I've mostly handled the duplication with a combination of unique key (in
meta-data) and obvious duplicate checking.

Now that I have a fixed format and am able to modify en-mass the yearly
file.  I was able to start thinking about auto-tagging/matching in a more
robust fashion.  To that regard I'm building a regular expression rules
engine.  This is a similar path that many people seem to have gone down.
Finding the magic sweet-spot between learning from existing transactions,
having matching rules and a neural network/AI :-).  I'm quite simple, so I
just read a "rules.yaml" and modify the existing entries, applying the
account modifications.  It will also allow tagging, payee, even injection
of meta-data (parsed from the Narration for example).  I have lots of ideas
here and am in danger of falling into a black hole of something super
complicated that nobody else would find usable.  But the workflow looks
promising already in early alpha.

I also haven't quite figured out how best to handle assets held in
companies.  While it seems obvious that a separate legal entity needs its
own set of books (and files its own taxes), I have several companies where
I'd like to integrate portions of the balance sheet/expenses into my
personal bean file.  An example is a legal entity that manages an AirBnB
and owns the property.  So, do I reflect those properties on my balance
sheet?  It becomes even more messy when there's a business partner
involved.

I've kind of decided to keep each legal entity in its own bean project.  I
reflect advances to/from owner (there tend to be a lot of those) on each
project as well as a "liquidation" value of the company (owner-equity).
Then I might just write some scripts to generate owner-equity/share as a
price directives into my personal reports.  And keep the personal bean
simple.  The downside is my personal rolled up reports hide a fairly large
part of my passive income/expenses.  I can't answer a simple question like
"What % of my investments are in Real Estate." or "How much money did I
make from AirBnB" without perhaps combining multiple entities.  This seems
like a reporting issue and not a structural one though--and could be solved
at a higher reporting level.  Anyone have experience with this?

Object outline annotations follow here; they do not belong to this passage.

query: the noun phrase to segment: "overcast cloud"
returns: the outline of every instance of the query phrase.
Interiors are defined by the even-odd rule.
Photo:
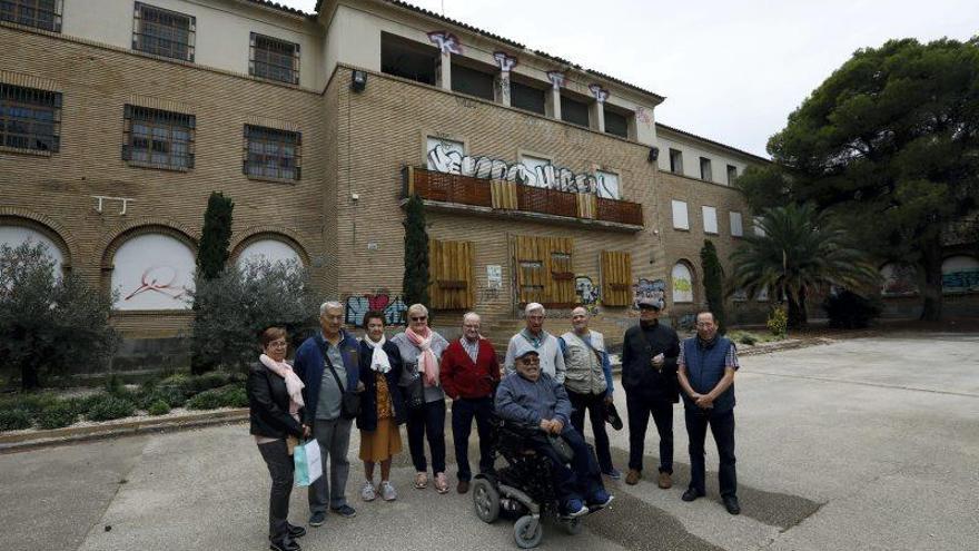
[[[764,157],[769,137],[856,49],[979,33],[976,0],[412,3],[665,96],[660,122]]]

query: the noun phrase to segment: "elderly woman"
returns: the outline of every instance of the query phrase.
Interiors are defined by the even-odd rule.
[[[432,452],[435,490],[448,492],[445,478],[445,393],[438,382],[438,364],[448,342],[428,327],[428,308],[408,307],[408,328],[390,340],[400,352],[404,370],[399,385],[408,404],[408,449],[415,465],[415,488],[428,485],[425,436]]]
[[[298,551],[295,541],[306,534],[303,527],[289,524],[289,494],[293,491],[293,449],[299,437],[309,436],[309,427],[299,422],[303,382],[286,363],[286,329],[269,327],[260,337],[265,351],[248,373],[248,405],[251,434],[271,475],[268,500],[268,539],[270,549]]]
[[[402,451],[398,425],[407,415],[398,380],[402,376],[402,355],[397,345],[384,337],[384,313],[370,311],[364,315],[364,340],[360,341],[360,461],[366,481],[360,490],[364,501],[374,501],[374,465],[380,463],[380,496],[384,501],[397,499],[390,483],[390,459]]]

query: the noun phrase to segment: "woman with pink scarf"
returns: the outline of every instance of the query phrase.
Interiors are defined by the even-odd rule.
[[[286,363],[286,329],[269,327],[259,337],[265,351],[248,372],[248,405],[251,434],[271,475],[268,503],[268,540],[275,551],[299,551],[297,538],[306,529],[289,524],[289,494],[293,491],[293,449],[309,427],[299,422],[303,382]]]
[[[408,450],[415,465],[415,488],[428,486],[427,436],[435,490],[446,493],[445,392],[438,383],[438,363],[448,342],[428,327],[428,308],[424,305],[413,304],[407,315],[408,328],[392,337],[390,342],[397,345],[404,365],[398,386],[408,406]]]

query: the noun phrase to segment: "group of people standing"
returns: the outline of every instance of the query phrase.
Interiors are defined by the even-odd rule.
[[[622,357],[630,429],[626,483],[642,478],[645,430],[652,415],[660,432],[657,482],[661,488],[672,484],[672,407],[682,390],[692,464],[683,500],[704,494],[703,443],[710,426],[721,452],[724,504],[736,514],[731,410],[738,368],[734,346],[716,335],[710,313],[698,316],[698,336],[681,345],[673,329],[659,324],[659,303],[642,301],[640,311],[640,324],[625,334]],[[545,315],[540,304],[526,306],[526,327],[511,338],[503,368],[493,345],[481,335],[479,316],[472,312],[463,317],[462,336],[452,342],[428,327],[428,311],[422,304],[408,308],[407,327],[389,340],[384,313],[368,312],[364,337],[358,341],[343,327],[343,305],[327,302],[319,311],[320,331],[298,347],[291,365],[285,360],[286,331],[267,328],[260,335],[264,353],[250,370],[247,388],[250,432],[273,481],[270,549],[297,551],[296,540],[306,533],[287,520],[291,453],[301,439],[315,439],[323,459],[323,476],[308,490],[309,525],[322,525],[327,511],[347,518],[356,514],[346,499],[347,452],[355,420],[360,430],[364,501],[378,494],[385,501],[397,499],[390,465],[402,451],[402,424],[407,425],[414,486],[421,490],[431,483],[438,493],[447,493],[446,396],[452,399],[458,493],[468,491],[473,476],[468,461],[473,421],[479,437],[478,470],[493,472],[491,427],[496,415],[561,435],[575,451],[570,466],[555,462],[561,463],[554,470],[554,482],[562,514],[577,516],[607,505],[612,496],[601,474],[620,479],[621,472],[612,464],[605,432],[614,385],[604,338],[589,329],[585,308],[572,312],[572,329],[560,337],[544,331]],[[582,437],[586,413],[595,454]],[[546,446],[540,451],[552,453]],[[380,476],[375,485],[378,463]]]

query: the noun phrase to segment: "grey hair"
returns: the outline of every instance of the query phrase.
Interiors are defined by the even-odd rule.
[[[319,315],[322,316],[326,314],[326,311],[328,309],[339,309],[340,312],[343,312],[344,305],[340,304],[338,301],[327,301],[319,305]]]

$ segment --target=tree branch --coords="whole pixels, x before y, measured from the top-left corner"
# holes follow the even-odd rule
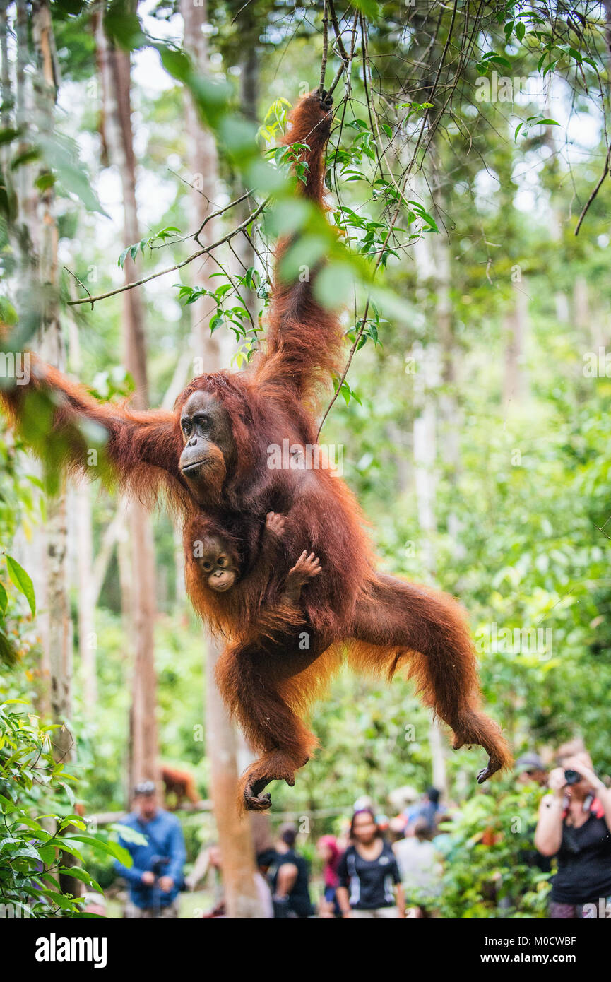
[[[266,197],[265,200],[262,201],[259,206],[254,209],[254,211],[251,211],[249,217],[246,218],[245,221],[242,222],[242,224],[236,229],[232,232],[228,232],[226,236],[223,236],[222,239],[218,239],[215,243],[212,243],[211,246],[206,246],[204,248],[200,248],[196,252],[193,252],[192,255],[187,257],[187,259],[183,259],[182,262],[177,262],[175,266],[169,266],[167,269],[160,269],[158,272],[151,273],[149,276],[143,276],[141,280],[134,280],[133,283],[126,283],[123,287],[117,287],[116,290],[109,290],[105,294],[98,294],[97,297],[89,296],[83,297],[78,300],[68,300],[68,306],[77,306],[79,303],[90,303],[91,306],[93,306],[97,300],[105,300],[108,297],[115,297],[117,294],[125,293],[126,290],[134,290],[135,287],[141,287],[142,284],[149,283],[150,280],[155,280],[158,276],[165,276],[166,273],[174,273],[177,269],[182,269],[183,266],[189,265],[189,263],[193,262],[194,259],[197,259],[200,255],[206,255],[208,252],[211,252],[212,249],[218,248],[219,246],[223,246],[225,243],[229,242],[230,239],[239,235],[240,232],[244,232],[250,222],[254,221],[254,219],[260,215],[268,201],[269,197]],[[212,216],[210,215],[209,217],[211,218]]]

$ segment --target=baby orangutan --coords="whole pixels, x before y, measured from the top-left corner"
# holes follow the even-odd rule
[[[269,560],[268,552],[274,539],[282,538],[285,519],[282,515],[269,512],[265,518],[263,531],[262,556],[265,562]],[[233,538],[223,532],[211,532],[200,540],[197,559],[206,576],[207,585],[217,593],[230,590],[240,576],[240,560],[238,549]],[[284,590],[280,602],[291,607],[299,607],[302,597],[302,587],[321,573],[320,560],[313,553],[307,554],[305,549],[297,563],[289,573],[284,582]]]

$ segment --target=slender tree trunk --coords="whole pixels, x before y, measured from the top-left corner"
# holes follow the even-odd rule
[[[46,2],[31,4],[31,33],[37,72],[33,80],[35,122],[41,133],[50,135],[57,98],[55,46],[51,15]],[[40,308],[40,350],[45,360],[65,370],[66,351],[59,320],[57,268],[57,222],[53,188],[39,195],[38,276]],[[62,729],[54,736],[58,759],[73,759],[73,737],[66,724],[72,718],[73,634],[67,582],[66,488],[48,502],[46,531],[47,646],[51,684],[51,712]]]
[[[437,202],[438,203],[438,202]],[[416,471],[416,497],[423,550],[423,566],[430,579],[436,577],[435,536],[437,533],[437,482],[438,482],[438,417],[437,390],[443,376],[444,341],[451,331],[449,300],[448,256],[440,251],[433,255],[428,241],[417,243],[415,251],[418,279],[422,284],[432,280],[436,297],[437,341],[420,349],[417,357],[417,372],[415,385],[414,465]],[[437,262],[441,268],[437,269]],[[438,279],[437,279],[438,277]],[[439,721],[432,717],[428,731],[432,782],[440,791],[447,793],[446,741]]]
[[[136,160],[132,136],[130,55],[114,48],[106,38],[101,17],[97,43],[105,100],[106,137],[110,158],[118,167],[123,188],[124,239],[126,245],[140,239],[136,200]],[[138,274],[137,264],[125,262],[126,283]],[[148,404],[146,346],[141,297],[137,290],[123,294],[124,358],[136,392],[134,407]],[[156,677],[154,666],[155,564],[152,525],[139,502],[129,505],[128,524],[132,544],[132,597],[134,624],[134,673],[130,721],[130,784],[157,780]]]
[[[97,703],[95,633],[95,583],[93,580],[93,530],[89,485],[81,480],[74,493],[77,527],[77,575],[79,582],[79,653],[84,710],[91,715]]]
[[[505,317],[505,377],[503,402],[507,408],[519,407],[528,394],[525,367],[526,342],[528,327],[528,299],[525,283],[513,284],[514,303]]]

On the horizon I'd like to write:

- Google Sheets Round-Trip.  Be able to export simple transactions to a
sheet, let my assistant tag them and read them back in.  I saw some work on
reporting to Google Sheets in the project already.
- Crypto -- Haven't even started thinking about this, though saw a few
importers online.  For now I just make note of the balances.
- VIM -- I've started some tools on this front, would like to be able to do
most common tasks from within vim, like merging files, applying rules, and
intelligently modifying entries.  Seems that most of the python hooks are
already in beancount (like parsing single entry etc.). I'm already using
the existing VIM plugin, but would like to do so much more.

I'll release some of the code on github if anyone is interested in any of
these sorts of features, but would want to make sure it's a complete usable
workflow first.

And Martin, if there's anything I can help with let me know, though I keep
waiting for you to switch to GitHub!